240v LED ropelight is £1 per metre, would the consumption be OK through the invereter? I wanted to use it in the engineroom. Unfortunately 24v is £14 per metre. I could see using it around the deck.
I once bought a set of bino's which were supposed to be marine glass's.
They were excellent during the day time, very bright and crisp.
But the red coating on the lense which made the most of the dusk and dawn light cut down the amount of red light allowed throught the lense at night.
It was very difficult to see red navigation ligths at night, which was a little dangerous to say the least.
Re red nav table lights, your point is very pertinent, and I guess you do have to be aware of this shortcoming. Its your judgement whether you want to loose your night vision for a few minutes or just take a bit more time looking at the chart.
leds are harsher than conventional bulbs. They use less than 10% of the power for the same output . they run cold. Mostly are highly directional. They last virtually forever.
I adapted tradional brass interior lights. by making up arrays of about 50 white leds and 10 red, to warm up the light colour somewhat. I bought online cheaply, and the resultant is good for general work but not reading.

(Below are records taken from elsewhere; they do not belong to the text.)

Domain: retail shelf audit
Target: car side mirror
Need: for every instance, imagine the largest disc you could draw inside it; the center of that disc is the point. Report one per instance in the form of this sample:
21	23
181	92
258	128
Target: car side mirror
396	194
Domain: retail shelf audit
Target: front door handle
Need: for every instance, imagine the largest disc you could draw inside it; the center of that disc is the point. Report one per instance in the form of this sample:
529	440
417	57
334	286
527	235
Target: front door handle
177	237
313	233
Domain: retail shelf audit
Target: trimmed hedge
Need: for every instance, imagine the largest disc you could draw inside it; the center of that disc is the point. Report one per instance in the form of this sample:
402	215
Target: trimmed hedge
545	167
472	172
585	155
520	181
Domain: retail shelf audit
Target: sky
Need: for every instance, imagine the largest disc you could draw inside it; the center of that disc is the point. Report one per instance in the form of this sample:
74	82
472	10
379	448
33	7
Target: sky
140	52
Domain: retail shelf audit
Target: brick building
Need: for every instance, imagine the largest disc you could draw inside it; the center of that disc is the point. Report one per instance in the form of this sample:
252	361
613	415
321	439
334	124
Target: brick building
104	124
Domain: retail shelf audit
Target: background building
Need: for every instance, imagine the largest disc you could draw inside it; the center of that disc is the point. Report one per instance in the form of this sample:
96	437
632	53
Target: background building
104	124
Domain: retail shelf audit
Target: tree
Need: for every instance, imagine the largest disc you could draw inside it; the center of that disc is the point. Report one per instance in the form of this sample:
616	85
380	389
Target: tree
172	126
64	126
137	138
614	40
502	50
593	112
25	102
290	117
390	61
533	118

You can also get only white 21 white led arrays as reversing lights on cars, and they are Ok for reading
My Chartlight for night passage use has an amber lens (off a car indicator repeater) Cheap, effective & still lets you see red lines on the chart (there aren't any amber chart markings are there?)
Hi, from Ultraleds, they have the offset type and also the equal pin type, 'UB20WW' is the part number for the offset-pin hella type, cost 14 pounds (about twice that of the filament bulbs), but will last for 50,000 hours, so no more trips to the masthead to change bulbs.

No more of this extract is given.